Die positive Wirkung des Märchenerzählens auf SeniorInnen mit und ohne Demenz kann zu spürbaren Erleichterungen im Pflegealltag führen und somit auch zur psychischen Entlastung der Pflegekräfte. Depressionen wird vorgebeugt und sogenanntes herausforderndes Verhalten von an Demenz erkrankten Menschen wird reduziert. Diese positive Wirkung wurde von der Firma MÄRCHENLAND wissenschaftlich im Auftrag des Bundesministeriums für Familie, Senioren, Frauen und Jugend erforscht und belegt. Aus diesem Grund möchte die Seniorenresidenz Kinzigtal das Märchenerzählen fest im Alltag der Bewohner verankern und nimmt an der Maßnahme „Es war einmal…MÄRCHEN UND DEMENZ“ teil, die in verschiedenen stationären und teilstationären Pflegeeinrichtungen in ganz Baden-Württemberg umgesetzt wird. Bei diesem Projekt handelt es sich um eine von den Kassen anerkannte Präventionsmaßnahme, bei der unter anderem Mitarbeiter aus Pflegeeinrichtungen im partizipativen Erzählen geschult werden.

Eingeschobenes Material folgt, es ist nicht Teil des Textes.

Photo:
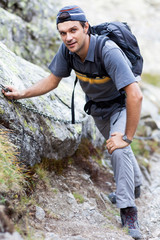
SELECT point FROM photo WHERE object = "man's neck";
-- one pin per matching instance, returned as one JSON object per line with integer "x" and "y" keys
{"x": 83, "y": 53}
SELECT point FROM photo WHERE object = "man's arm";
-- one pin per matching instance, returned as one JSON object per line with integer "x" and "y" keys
{"x": 133, "y": 106}
{"x": 41, "y": 87}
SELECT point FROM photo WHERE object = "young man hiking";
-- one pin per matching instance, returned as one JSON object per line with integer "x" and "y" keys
{"x": 114, "y": 101}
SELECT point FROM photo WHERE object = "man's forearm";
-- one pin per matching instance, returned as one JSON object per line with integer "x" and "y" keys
{"x": 133, "y": 106}
{"x": 41, "y": 87}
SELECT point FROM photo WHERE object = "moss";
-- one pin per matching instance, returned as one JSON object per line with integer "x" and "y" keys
{"x": 17, "y": 112}
{"x": 79, "y": 198}
{"x": 78, "y": 128}
{"x": 2, "y": 111}
{"x": 26, "y": 125}
{"x": 50, "y": 165}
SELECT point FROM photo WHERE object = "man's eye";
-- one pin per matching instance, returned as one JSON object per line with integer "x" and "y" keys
{"x": 62, "y": 33}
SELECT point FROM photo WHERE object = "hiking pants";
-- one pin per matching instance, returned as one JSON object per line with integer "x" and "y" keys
{"x": 126, "y": 170}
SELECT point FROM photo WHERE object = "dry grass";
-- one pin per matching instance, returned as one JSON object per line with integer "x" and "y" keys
{"x": 11, "y": 174}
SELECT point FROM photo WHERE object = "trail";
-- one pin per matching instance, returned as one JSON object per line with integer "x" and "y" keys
{"x": 149, "y": 203}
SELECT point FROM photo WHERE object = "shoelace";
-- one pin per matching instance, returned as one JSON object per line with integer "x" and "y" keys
{"x": 131, "y": 218}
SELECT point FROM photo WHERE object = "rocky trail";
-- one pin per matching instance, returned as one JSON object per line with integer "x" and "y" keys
{"x": 73, "y": 207}
{"x": 76, "y": 208}
{"x": 149, "y": 203}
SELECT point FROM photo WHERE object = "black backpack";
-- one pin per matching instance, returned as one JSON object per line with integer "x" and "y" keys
{"x": 121, "y": 34}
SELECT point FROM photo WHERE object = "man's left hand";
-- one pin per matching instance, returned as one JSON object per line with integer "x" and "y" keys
{"x": 115, "y": 142}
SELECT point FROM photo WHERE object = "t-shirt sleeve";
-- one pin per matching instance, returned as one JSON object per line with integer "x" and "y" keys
{"x": 59, "y": 65}
{"x": 117, "y": 65}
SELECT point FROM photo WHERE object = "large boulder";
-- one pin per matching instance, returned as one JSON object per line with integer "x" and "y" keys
{"x": 35, "y": 41}
{"x": 41, "y": 126}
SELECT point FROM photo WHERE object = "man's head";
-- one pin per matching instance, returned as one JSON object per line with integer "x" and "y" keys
{"x": 71, "y": 13}
{"x": 73, "y": 28}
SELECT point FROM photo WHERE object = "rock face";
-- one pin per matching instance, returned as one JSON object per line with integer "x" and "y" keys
{"x": 40, "y": 127}
{"x": 28, "y": 28}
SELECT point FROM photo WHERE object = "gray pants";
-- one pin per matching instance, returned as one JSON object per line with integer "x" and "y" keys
{"x": 127, "y": 173}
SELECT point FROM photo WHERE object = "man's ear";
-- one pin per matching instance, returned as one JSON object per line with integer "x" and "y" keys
{"x": 86, "y": 27}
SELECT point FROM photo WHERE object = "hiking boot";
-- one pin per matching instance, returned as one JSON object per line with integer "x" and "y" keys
{"x": 137, "y": 193}
{"x": 129, "y": 220}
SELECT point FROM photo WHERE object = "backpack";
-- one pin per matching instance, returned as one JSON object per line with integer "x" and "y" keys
{"x": 121, "y": 34}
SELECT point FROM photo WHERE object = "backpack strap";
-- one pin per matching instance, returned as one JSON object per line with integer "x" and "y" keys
{"x": 98, "y": 55}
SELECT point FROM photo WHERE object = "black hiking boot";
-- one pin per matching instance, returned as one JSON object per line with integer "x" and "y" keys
{"x": 129, "y": 220}
{"x": 137, "y": 193}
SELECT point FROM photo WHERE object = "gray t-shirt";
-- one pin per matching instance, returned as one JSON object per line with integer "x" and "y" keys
{"x": 105, "y": 88}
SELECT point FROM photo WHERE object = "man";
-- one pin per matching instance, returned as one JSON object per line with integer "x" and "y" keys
{"x": 116, "y": 117}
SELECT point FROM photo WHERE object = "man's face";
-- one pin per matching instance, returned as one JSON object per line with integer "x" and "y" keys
{"x": 73, "y": 35}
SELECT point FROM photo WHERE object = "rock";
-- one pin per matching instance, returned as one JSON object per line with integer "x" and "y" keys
{"x": 5, "y": 223}
{"x": 8, "y": 236}
{"x": 40, "y": 213}
{"x": 40, "y": 127}
{"x": 32, "y": 34}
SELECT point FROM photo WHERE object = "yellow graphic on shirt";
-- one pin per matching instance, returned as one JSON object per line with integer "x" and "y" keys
{"x": 96, "y": 80}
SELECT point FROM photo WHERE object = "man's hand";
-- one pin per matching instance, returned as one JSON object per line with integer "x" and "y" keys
{"x": 115, "y": 142}
{"x": 12, "y": 93}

Das Präventionsprogramm selbst wurde am Gesundheitstag in der Seniorenresidenz allen unseren Mitarbeitern vorgestellt. Zur Einführung für unserer Betreuungskräfte gab es dann im Verlauf der Woche drei Märchenstunden im großen Speisesaal, bei denen Florian Ludwig unsere Mitarbeiter und Bewohner in das phantasievolle Land der Märchen entführte. Florian Ludwig hat eine Schauspielausbildung am Europäischen Theaterinstitut Berlin absolviert und ist seit 2019 als professioneller Demenzerzähler und Dozent für die Weiterbildung als Märchenerzähler:in für die Firma MÄRCHENLAND unterwegs. Durch seine starke Präsenz beim Vortragen der Märchen, bei der er die verschiedenen Stimmen von Hexen, Prinzessinnen, Fröschen und Rumpelstilzchen nachahmt und ihre Emotionen verdeutlicht nimmt er alle Zuhörer gefangen. Mitarbeiter und Senioren waren gleichermaßen fasziniert und begeistert.

Damit dies unseren Betreuungskräften genauso gelingen kann haben sie zwei Tage lang bei Herrn Ludwig das Märchenerzählen geübt. Es wurde mit verschiedenen Übungen, Märchen und Gedichten gesprochen, gelesen und gegenseitig vorgetragen. Dabei ist es wichtig, nicht zu schnell zu sprechen, sondern langsam und deutlich, auch Pausen einzulegen, die Stimme zu variieren und sich vor allem zu trauen Emotionen zu transportieren indem man laut wird, oder auch ganz leise. Es wurde geübt, die Spannung beim Erzählen zu halten und auch mit Mimik und Gestik die Worte zu unterstützen. Dies kostet vor allem am Anfang Überwindung und ist, wie eine Teilnehmerin während einer Übung feststellt, auch ganz schön anstrengend.
Herr Ludwig ermunterte alle 9 Teilnehmerinnen dazu beim Ezählen in der Märchenstunde immer alles zu geben, auch wenn es anstrengt und lieber die Dauer zu verkürzen. So entsteht der größte Nutzen, vor allem für die an Demenz erkrankten Senioren.
Die Märchen aktivieren das Langzeitgedächtnis der SeniorInnen, was das Wohlbefinden steigert. Dadurch kann auch das Pflege- und Betreuungspersonal entlastende Momente erfahren. Dank des regelmäßigen Eintauchens in die Märchenwelt verbessert sich so die Lebensqualität aller.
In der Seniorenresidenz haben wir nun schon eine ganze Märchenwoche in der Planung. Die Materialien von Märchenland umfassen unter anderem auch ein Hörbuch, Spielfilm, Memorykarten und Malvorlagen zu verschiedenen Märchen. Es soll zu einem Märchenthema auch gebastelt und gebacken werden. Wir sind gespannt und werden gerne darüber berichten.